実際に工事が始まって、解体してから劣化した部分や問題点がわかることがあります。
在来工法のお風呂をリフォームする場合などでは、既存の浴室を解体した後に、土台や柱が漏水などによって劣化しており、補修が必要になる場合があります。
内装工事の場合には、床材や壁紙をはがしたときに、下地の劣化が判明、そのままでは、新しい床材や壁紙が貼れないときがあります。
マンションで作り付けの家具を解体するとその部分の下に床がないこともありました。(わりと床がないことが多いです。)
古い給水や給湯配管などは、洗面化粧台などの解体時に劣化した配管が折れてしまうこともあります。
家具などの移動が必要になる。
リフォームする場所に家具などがある場合は、他の部屋に移動するか、その部屋のなかで移動しながら工事をすることになります。
移動しながらの工事は、工期や費用にかなり影響が出る時があります。
また、家具などを移動する場合、中にしまってあるものが割れ物などの場合は、事前に出しておいていただく必要があります。移動するときに中のものが割れたりしないようにするためです。
工事中の騒音や埃について。
住みながらのリフォームの場合、工事中の音や埃が気になることが多いです。工事中のほこりをふせぐために養生などもおこないますが、完全ではありません。
工事中、ペットもストレスを感じることがあります。
また、近隣にお住いの方にも影響があります。特にマンションで床の工事をする場合などは、下の階の方に音の影響が大きくなります。
マンションのリフォームでは、工事時間の制約がある。
マンションでは、工事時間の制約や、土曜、日曜、祝日の作業が禁止されている場合が多いです。リフォームでは、このことも考えながら工事日程を調整する必要があります。
残す部分と新しい部分が隣り合うイメージがしづらい。
リフォーム工事では、残す部分と新しい部分が隣り合うことがあります。そのために見た目がすこし気になったりすることがあります。
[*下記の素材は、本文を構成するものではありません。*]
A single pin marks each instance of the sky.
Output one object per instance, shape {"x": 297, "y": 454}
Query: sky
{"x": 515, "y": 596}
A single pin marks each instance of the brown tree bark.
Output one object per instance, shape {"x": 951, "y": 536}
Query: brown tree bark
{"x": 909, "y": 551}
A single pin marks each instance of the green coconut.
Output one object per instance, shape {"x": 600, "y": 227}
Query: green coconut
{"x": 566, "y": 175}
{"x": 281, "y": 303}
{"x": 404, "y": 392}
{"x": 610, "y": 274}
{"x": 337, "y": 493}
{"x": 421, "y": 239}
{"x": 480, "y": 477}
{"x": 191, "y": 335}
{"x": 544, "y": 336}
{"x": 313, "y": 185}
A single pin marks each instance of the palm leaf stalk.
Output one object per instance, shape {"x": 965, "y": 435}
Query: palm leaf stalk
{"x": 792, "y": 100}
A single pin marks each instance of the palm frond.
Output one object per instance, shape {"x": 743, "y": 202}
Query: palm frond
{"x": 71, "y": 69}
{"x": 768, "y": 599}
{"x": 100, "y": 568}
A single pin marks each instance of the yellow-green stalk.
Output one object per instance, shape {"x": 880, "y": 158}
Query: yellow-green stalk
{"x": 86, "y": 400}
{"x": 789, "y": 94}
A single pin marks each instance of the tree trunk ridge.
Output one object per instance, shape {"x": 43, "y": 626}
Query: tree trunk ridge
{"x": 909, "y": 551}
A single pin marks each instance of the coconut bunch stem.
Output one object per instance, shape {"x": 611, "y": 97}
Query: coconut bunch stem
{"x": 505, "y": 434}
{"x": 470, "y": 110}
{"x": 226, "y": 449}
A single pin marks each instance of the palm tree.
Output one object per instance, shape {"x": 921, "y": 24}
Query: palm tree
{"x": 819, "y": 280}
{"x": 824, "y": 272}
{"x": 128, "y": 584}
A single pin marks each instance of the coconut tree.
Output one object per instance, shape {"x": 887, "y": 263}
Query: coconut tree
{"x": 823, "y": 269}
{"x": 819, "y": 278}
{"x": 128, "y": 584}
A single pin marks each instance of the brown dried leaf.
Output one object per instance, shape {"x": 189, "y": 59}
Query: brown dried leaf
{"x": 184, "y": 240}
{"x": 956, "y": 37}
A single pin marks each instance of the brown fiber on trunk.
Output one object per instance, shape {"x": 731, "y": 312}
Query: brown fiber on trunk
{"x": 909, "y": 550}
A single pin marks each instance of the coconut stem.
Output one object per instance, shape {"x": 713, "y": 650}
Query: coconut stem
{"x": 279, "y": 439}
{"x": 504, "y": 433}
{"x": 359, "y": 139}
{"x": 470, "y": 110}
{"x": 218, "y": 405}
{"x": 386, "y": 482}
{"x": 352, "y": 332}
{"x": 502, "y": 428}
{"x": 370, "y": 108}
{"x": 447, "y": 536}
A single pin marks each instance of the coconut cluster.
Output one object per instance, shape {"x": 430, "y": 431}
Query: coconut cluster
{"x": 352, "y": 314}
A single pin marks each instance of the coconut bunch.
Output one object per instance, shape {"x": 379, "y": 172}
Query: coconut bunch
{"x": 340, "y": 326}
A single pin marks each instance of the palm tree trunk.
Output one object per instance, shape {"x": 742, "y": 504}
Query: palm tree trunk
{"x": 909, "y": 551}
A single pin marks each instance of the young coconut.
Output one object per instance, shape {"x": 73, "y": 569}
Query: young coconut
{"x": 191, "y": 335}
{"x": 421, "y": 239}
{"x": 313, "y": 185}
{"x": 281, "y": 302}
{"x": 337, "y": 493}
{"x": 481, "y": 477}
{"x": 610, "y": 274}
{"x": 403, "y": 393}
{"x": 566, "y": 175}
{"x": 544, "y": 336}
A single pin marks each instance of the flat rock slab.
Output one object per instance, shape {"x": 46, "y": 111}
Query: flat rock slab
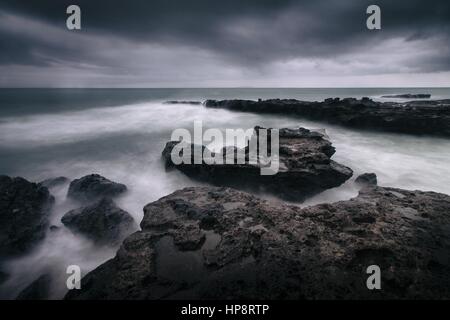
{"x": 305, "y": 167}
{"x": 256, "y": 249}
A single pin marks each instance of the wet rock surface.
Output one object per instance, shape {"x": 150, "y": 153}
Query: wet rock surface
{"x": 24, "y": 213}
{"x": 256, "y": 249}
{"x": 367, "y": 179}
{"x": 54, "y": 182}
{"x": 415, "y": 117}
{"x": 37, "y": 290}
{"x": 183, "y": 102}
{"x": 93, "y": 187}
{"x": 102, "y": 221}
{"x": 305, "y": 167}
{"x": 409, "y": 96}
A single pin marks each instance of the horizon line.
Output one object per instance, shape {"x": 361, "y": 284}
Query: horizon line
{"x": 407, "y": 87}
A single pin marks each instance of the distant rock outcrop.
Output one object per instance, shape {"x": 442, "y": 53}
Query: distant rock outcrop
{"x": 93, "y": 187}
{"x": 24, "y": 213}
{"x": 37, "y": 290}
{"x": 305, "y": 167}
{"x": 183, "y": 102}
{"x": 256, "y": 249}
{"x": 430, "y": 117}
{"x": 102, "y": 221}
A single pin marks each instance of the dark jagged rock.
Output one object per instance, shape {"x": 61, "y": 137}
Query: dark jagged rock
{"x": 102, "y": 221}
{"x": 24, "y": 213}
{"x": 263, "y": 250}
{"x": 305, "y": 167}
{"x": 409, "y": 96}
{"x": 53, "y": 182}
{"x": 414, "y": 117}
{"x": 93, "y": 187}
{"x": 3, "y": 277}
{"x": 367, "y": 179}
{"x": 37, "y": 290}
{"x": 183, "y": 102}
{"x": 54, "y": 228}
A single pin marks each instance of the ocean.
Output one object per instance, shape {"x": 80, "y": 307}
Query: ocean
{"x": 120, "y": 133}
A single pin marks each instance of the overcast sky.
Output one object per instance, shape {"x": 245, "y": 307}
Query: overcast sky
{"x": 228, "y": 43}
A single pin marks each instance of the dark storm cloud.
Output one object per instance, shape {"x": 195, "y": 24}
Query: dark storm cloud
{"x": 247, "y": 33}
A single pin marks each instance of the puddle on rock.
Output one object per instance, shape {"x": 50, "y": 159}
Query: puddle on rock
{"x": 183, "y": 266}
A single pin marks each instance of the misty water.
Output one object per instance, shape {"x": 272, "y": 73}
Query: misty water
{"x": 120, "y": 134}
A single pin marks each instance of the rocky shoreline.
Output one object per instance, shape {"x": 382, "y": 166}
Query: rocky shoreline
{"x": 430, "y": 117}
{"x": 218, "y": 242}
{"x": 305, "y": 167}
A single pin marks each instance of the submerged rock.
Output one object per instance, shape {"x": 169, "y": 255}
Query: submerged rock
{"x": 183, "y": 102}
{"x": 53, "y": 182}
{"x": 409, "y": 96}
{"x": 24, "y": 213}
{"x": 367, "y": 179}
{"x": 37, "y": 290}
{"x": 263, "y": 250}
{"x": 414, "y": 117}
{"x": 102, "y": 221}
{"x": 305, "y": 167}
{"x": 93, "y": 187}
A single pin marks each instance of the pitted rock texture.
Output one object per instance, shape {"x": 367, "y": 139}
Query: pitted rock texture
{"x": 305, "y": 166}
{"x": 256, "y": 249}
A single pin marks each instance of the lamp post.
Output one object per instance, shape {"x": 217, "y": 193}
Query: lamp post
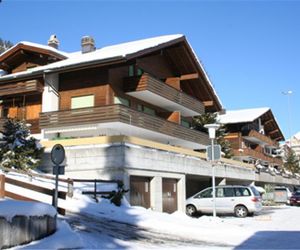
{"x": 212, "y": 135}
{"x": 288, "y": 94}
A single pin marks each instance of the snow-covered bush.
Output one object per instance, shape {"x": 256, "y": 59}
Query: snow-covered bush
{"x": 18, "y": 149}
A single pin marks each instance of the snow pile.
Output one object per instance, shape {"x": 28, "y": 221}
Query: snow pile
{"x": 64, "y": 238}
{"x": 11, "y": 208}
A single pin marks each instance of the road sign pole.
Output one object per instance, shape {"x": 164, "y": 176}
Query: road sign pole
{"x": 213, "y": 178}
{"x": 56, "y": 187}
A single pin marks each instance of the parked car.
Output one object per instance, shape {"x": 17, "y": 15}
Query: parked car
{"x": 238, "y": 200}
{"x": 282, "y": 194}
{"x": 295, "y": 198}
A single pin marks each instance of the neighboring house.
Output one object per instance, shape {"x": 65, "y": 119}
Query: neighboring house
{"x": 254, "y": 136}
{"x": 294, "y": 143}
{"x": 124, "y": 112}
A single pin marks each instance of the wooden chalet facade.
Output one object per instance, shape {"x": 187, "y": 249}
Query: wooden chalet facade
{"x": 156, "y": 90}
{"x": 254, "y": 136}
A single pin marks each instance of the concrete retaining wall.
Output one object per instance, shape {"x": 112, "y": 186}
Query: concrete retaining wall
{"x": 22, "y": 229}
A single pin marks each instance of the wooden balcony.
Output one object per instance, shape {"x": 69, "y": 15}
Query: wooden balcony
{"x": 152, "y": 90}
{"x": 258, "y": 138}
{"x": 247, "y": 152}
{"x": 21, "y": 88}
{"x": 34, "y": 125}
{"x": 123, "y": 114}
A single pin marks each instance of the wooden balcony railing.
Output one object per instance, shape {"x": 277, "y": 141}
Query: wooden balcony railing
{"x": 261, "y": 137}
{"x": 148, "y": 82}
{"x": 21, "y": 87}
{"x": 34, "y": 125}
{"x": 120, "y": 113}
{"x": 257, "y": 155}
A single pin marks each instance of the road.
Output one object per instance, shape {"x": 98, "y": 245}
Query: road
{"x": 98, "y": 232}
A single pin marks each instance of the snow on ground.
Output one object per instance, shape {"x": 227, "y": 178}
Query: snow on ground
{"x": 11, "y": 208}
{"x": 103, "y": 225}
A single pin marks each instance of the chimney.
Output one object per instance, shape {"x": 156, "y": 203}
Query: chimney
{"x": 53, "y": 42}
{"x": 87, "y": 44}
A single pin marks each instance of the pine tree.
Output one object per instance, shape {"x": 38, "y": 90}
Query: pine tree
{"x": 209, "y": 118}
{"x": 291, "y": 162}
{"x": 18, "y": 149}
{"x": 5, "y": 45}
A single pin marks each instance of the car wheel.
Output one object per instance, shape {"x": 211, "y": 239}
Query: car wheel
{"x": 240, "y": 211}
{"x": 191, "y": 210}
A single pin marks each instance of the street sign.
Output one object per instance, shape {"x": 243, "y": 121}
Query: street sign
{"x": 58, "y": 170}
{"x": 57, "y": 154}
{"x": 217, "y": 153}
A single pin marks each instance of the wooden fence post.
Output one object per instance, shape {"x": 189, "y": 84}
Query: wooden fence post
{"x": 2, "y": 185}
{"x": 70, "y": 188}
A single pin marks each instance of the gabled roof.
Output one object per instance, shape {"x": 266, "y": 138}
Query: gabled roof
{"x": 109, "y": 54}
{"x": 271, "y": 126}
{"x": 242, "y": 115}
{"x": 33, "y": 47}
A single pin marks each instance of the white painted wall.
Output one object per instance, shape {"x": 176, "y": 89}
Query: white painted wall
{"x": 50, "y": 98}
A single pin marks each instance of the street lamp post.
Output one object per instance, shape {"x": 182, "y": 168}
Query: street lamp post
{"x": 212, "y": 135}
{"x": 288, "y": 94}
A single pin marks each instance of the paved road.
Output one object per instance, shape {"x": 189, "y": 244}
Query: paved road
{"x": 105, "y": 233}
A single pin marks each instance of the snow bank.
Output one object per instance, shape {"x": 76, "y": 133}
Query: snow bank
{"x": 63, "y": 238}
{"x": 11, "y": 208}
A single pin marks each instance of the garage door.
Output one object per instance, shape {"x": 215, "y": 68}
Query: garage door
{"x": 140, "y": 191}
{"x": 169, "y": 195}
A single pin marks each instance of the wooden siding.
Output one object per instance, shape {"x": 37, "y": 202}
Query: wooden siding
{"x": 120, "y": 113}
{"x": 261, "y": 137}
{"x": 147, "y": 82}
{"x": 34, "y": 128}
{"x": 257, "y": 155}
{"x": 21, "y": 87}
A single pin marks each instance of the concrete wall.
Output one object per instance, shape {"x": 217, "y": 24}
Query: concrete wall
{"x": 22, "y": 229}
{"x": 120, "y": 160}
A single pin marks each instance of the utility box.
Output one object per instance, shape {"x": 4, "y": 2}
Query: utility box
{"x": 217, "y": 153}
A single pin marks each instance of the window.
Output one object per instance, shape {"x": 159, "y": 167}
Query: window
{"x": 185, "y": 123}
{"x": 220, "y": 192}
{"x": 131, "y": 70}
{"x": 206, "y": 193}
{"x": 82, "y": 101}
{"x": 134, "y": 71}
{"x": 242, "y": 192}
{"x": 229, "y": 192}
{"x": 121, "y": 100}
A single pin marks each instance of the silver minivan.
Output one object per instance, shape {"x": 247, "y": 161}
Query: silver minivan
{"x": 238, "y": 200}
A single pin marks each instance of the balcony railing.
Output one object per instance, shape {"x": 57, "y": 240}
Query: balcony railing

事前にはイメージしづらいため、出来上がってきてからイメージと違うとなることがあります。
また、既存の部分にそのまま新しいものを取り付けられない場合もあります。その場合は、調整作業が必要になり費用もかかります。
あまり複雑に既存の物を残してリフォームすると、その部分すべて解体してリフォームするよりかえって手間がかかってしまい、費用的にも高くなってしまうことがあります。
リフォーム後に発生した不具合の原因や責任の所在を特定しづらいことがある。
既存の床の上にフローリングを張ったときに床鳴りが発生した場合、元の床が原因なのか、新しい床が原因なのか、その両方なのかなど、その原因が特定しづらいときがあります。
部分的に外壁や屋根をリフォームした後に、雨漏りが起こった場合に、もともとの部分が原因なのか、リフォームした部分が原因なのか、その両方なのか、分かりづらいことがあります。
まとめ
リフォーム工事では、新築工事とは異なる特性があります。
この特性を理解しないまま工事を進めるとお客様も施工する会社も思わぬトラブルに直面します。
事前に確認して、打合せシートなどの書類に残しておくことが大事です。
双方が出来る限りにはなりますが、事前に納得したうえで工事に取りかかることが大事です。